A few passages that are important in that regard: Matthew, chapter 5. Matthew, chapter 5, and I want to show you a little bit about this sort of unconditional, indiscriminate, general, unlimited love that extends to all people. Matthew, chapter 5, verse 44: “I say to you, love your enemies, pray for those who persecute you in order that you may be sons of your Father who is in heaven.” Never are you more like God than when you love your enemies. God loves His enemies. God’s love is not restricted to the redeemed. This is an unqualified, unconditional love.

Another illustration of this is found in the 10th chapter of Mark, which I think is sort of tucked into that 10th chapter and perhaps overlooked, unless you’re reading thoughtfully. Verse 17: “As He was setting out on a journey, a man ran up to Him”—Mark 10:17—“knelt before Him, and began asking Him, ‘Good Teacher, what shall I do to inherit eternal life’” This is the well-known rich young ruler. “And Jesus said to him, ‘Why do you call Me good? No one is good except God alone. You know the commandments: do not murder, do not commit adultery, do not steal, do not bear false witness, do not defraud, honor your father and mother.’ And he said to Him, ‘Teacher, I have kept all these things from my youth up.’”

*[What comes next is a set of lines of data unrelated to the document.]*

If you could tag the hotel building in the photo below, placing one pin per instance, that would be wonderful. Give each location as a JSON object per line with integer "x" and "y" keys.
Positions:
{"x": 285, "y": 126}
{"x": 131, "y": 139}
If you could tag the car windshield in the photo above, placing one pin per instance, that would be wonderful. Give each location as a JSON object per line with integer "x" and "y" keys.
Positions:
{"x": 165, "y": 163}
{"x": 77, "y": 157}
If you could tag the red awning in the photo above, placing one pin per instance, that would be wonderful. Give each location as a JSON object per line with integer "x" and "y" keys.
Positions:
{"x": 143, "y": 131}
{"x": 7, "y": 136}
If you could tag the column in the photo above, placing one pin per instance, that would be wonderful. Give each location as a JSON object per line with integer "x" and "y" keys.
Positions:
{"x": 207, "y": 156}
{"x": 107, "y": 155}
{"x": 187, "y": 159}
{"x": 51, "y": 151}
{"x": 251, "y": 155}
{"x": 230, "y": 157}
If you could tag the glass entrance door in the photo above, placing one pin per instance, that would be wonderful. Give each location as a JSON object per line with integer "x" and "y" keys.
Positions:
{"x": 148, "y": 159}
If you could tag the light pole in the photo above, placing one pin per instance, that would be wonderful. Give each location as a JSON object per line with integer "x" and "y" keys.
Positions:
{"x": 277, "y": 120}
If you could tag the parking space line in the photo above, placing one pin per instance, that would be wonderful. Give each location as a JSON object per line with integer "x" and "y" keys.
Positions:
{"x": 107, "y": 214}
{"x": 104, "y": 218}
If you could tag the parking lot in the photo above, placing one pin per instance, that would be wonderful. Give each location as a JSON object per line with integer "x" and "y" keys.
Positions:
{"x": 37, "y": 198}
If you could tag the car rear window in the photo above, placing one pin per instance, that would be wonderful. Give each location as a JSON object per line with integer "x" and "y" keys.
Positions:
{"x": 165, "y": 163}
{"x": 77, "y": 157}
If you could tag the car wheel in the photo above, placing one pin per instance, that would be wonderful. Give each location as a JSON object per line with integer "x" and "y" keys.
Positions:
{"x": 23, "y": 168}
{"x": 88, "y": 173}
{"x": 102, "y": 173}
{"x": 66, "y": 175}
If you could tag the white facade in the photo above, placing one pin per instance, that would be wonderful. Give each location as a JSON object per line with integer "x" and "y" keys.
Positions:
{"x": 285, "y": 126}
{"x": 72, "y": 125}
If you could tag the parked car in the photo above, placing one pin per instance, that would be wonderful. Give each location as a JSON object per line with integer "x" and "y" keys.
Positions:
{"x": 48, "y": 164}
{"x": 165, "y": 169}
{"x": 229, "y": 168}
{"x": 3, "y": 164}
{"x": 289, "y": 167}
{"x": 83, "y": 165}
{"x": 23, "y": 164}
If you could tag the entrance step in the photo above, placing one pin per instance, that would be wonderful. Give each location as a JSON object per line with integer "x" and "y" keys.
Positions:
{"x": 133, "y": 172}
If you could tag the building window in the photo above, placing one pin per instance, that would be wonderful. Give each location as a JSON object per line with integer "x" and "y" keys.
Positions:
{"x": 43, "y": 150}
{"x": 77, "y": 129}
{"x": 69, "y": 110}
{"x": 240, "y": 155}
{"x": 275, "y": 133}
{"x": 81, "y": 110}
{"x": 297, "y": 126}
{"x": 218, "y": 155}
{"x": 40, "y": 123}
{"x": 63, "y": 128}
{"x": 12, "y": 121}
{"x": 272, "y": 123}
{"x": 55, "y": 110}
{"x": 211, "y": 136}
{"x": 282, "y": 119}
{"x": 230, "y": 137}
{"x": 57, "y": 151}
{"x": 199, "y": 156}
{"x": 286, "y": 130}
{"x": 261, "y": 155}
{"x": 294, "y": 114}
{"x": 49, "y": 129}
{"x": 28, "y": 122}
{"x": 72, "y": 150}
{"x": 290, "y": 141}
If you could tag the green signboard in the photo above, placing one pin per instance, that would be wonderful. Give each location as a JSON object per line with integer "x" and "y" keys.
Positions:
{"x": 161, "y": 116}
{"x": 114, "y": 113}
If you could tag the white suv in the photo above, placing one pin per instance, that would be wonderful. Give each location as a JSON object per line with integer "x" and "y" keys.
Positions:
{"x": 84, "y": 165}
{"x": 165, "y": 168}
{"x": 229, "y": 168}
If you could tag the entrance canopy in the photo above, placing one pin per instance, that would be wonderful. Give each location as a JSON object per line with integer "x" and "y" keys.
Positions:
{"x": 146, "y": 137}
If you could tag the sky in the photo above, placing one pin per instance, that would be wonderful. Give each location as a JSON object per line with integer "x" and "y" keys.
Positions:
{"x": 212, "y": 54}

There is a deluded man. There is a confused man. Here is a man who cannot receive eternal life because he does not understand the wretchedness of his own condition. He believes himself to be righteous in spite of the fact that he would not accept the diagnosis that Jesus gave of his condition, or endeavor to expose. It says in verse 21—and I’ve always been fascinated by this: “And looking at him, Jesus felt a love for him.” Amazing.

“Looking at this obstinate, self-righteous rejecter, Jesus felt a love for him and he said to him, ‘One thing you lack: go and sell all you possess, give to the poor, and you shall have treasure in heaven; and come, follow Me.’”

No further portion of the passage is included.